The world is full of lies. For example, I was taught, by my peers, to hate African Americans. Very early in life I would hear disparaging jokes about darker skinned people and their stereotypes. In reflection, I am one hundred percent certain, that all of these children telling these jokes had zero contact with African Americans. As I lived life I found out to discover that all these prejudices were nothing more than broad generalities and lies.
I recall visiting my friend for the first time in the South Bronx. I carried my Bible with me on the subway hoping it would bring me some protection. I was told after all that the ‘ghetto’ was a violent place. My wife is from Grenada and darker skinned and to be perfectly honest I find it more comfortable for us to be in the ‘hood’ than in the town where I grew up.
My interest in self and others brought me to an intense period of study. One area I studied was African Americans. I learned about the struggles in their existence and I learned about their different heroes. In the process I also caught a snap shot of humanity. In searching to understand others I came to an understanding of myself.

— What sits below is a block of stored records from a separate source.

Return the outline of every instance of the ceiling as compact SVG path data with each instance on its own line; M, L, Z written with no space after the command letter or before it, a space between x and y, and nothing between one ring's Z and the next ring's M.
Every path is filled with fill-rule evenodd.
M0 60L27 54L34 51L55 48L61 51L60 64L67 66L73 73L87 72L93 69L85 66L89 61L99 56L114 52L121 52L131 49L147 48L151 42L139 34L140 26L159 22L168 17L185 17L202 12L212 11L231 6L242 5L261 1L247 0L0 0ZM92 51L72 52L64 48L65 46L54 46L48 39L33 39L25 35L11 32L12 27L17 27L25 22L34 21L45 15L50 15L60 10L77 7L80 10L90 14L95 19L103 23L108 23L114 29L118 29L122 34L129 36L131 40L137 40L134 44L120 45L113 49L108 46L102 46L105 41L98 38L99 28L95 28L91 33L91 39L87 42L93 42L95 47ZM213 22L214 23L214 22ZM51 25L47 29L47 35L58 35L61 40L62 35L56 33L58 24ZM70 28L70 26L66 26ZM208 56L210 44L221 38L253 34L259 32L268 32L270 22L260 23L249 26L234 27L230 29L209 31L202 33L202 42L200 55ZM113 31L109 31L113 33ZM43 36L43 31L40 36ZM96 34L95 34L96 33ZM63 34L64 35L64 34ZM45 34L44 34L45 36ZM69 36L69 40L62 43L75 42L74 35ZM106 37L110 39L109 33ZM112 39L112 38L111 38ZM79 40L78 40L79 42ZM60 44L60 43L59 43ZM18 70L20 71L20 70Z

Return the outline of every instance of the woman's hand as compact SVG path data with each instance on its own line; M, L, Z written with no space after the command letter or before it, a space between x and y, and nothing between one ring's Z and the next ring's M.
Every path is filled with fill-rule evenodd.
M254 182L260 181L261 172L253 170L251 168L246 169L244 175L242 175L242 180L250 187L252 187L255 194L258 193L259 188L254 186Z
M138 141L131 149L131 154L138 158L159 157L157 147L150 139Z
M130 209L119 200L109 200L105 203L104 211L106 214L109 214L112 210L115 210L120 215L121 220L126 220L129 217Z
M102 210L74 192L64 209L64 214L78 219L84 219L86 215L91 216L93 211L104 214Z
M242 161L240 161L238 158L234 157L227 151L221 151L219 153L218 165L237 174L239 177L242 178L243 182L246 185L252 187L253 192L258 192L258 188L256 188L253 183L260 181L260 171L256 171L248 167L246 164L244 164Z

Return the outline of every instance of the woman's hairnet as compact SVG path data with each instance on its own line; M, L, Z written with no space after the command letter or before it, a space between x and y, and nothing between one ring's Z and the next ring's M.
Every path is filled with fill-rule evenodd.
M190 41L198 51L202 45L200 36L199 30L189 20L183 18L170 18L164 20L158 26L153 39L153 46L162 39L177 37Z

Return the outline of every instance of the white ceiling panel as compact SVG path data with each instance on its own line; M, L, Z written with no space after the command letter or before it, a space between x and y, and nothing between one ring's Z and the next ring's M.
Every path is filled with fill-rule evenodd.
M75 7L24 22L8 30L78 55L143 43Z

There is nothing more satisfactory in life then to find out what one loves to do and then do it. For me I have discovered that what I desire most to do in life is write. I am not happier then in moments like these that I can work at my craft of writing.
Fortunately for me that to be a good ‘writer’ one must be able to look at life from many vantage points. I am constantly learning things about the world and maturing intellectually. I am a seeker of the Truth and I have found it, or at least a good healthy chunk of it. Through my Christian experiences I have witnessed various social, racial and economic sub cultures. Everybody sees life different and their views are both contradictory and to some extent valid.
So I encourage you to find yourself. In this quest you will have to go beyond the narrow confines of what you presently are. Question everything and expect to get some hard answers. Let me give you a final warning, “The best looking apple isn’t always the sweetest.”